Assembly Bill 1054’s DROP proposal would increase risks for CalPERS

Lawmakers should be aware that DROP programs can create significant costs and funding risks for public pension systems.

A version of the following public comment was submitted to the California State Senate Labor, Public Employment and Retirement Committee on May 12, 2026.

DROP plans, like the one proposed in Assembly Bill 1054, aim to appeal to the most experienced members by granting additional benefits to workers who have already reached retirement age. They allow an employee to “retire” on paper while continuing to work, diverting their monthly pension payments into a separate guaranteed interest-bearing account that is paid out as a lump sum when they officially leave the workforce. While other state and local governments have adopted similar programs, lawmakers should be aware of the unique costs and funding risks that a DROP can pose to government pensions.

  • A DROP changes the way a pension system can invest its assets. As the system chases illiquid assets to hit an assumed rate of return, a DROP puts more pressure on liquidity needs.
  • Actuarial Standard of Practice (ASOP) No. 51 warns that a DROP could expose pensions to a significant cash flow risk. CalPERS’ aim to achieve assumption targets becomes more challenging with added volatility, and there is an increased risk of underfunding if more assets must be held back to pay for large DROP lump sums.
  • According to an Assembly Appropriations report on AB 1054, previous CalPERS actuarial cost analyses found that a DROP is unlikely to be cost-neutral to CalPERS. Approximately 75% of peace officers remain beyond their retirement age stipulated by their pension benefit. Most members eligible under AB 1054 would be expected to retire and participate in the proposed DROP rather than continue working without additional pension benefits. Due to this eventuality, a DROP will drive up employer costs by an uncertain amount.

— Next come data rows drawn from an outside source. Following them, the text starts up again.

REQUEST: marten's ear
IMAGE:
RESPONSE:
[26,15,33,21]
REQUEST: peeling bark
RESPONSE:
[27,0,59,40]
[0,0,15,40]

The implementation of a DROP also fundamentally alters the actuarial framework of a public pension system. To maintain fiscal stability, plans conduct regular experience studies to ensure retirement age assumptions align with reality. For example, while CalPERS allows for retirement at age 57 for public safety members, funding is often based on an observed average retirement age above that. A DROP disrupts this funding model by incentivizing members to enroll at the earliest possible eligibility date. This shift forces the pension system to downwardly revise its assumed retirement age, necessitating higher contribution rates to maintain adequate funding levels. This financial pressure is particularly acute for public safety benefits, which already feature lower retirement ages and early-exit options.

Rather than granting new benefits with uncertain costs, we recommend focusing on clear policy and funding guardrails that continue the work toward paying down $165 billion in CalPERS unfunded pension liabilities. We would welcome any opportunity to continue the conversation and share our data and experience working in state capitals throughout the country on these important issues.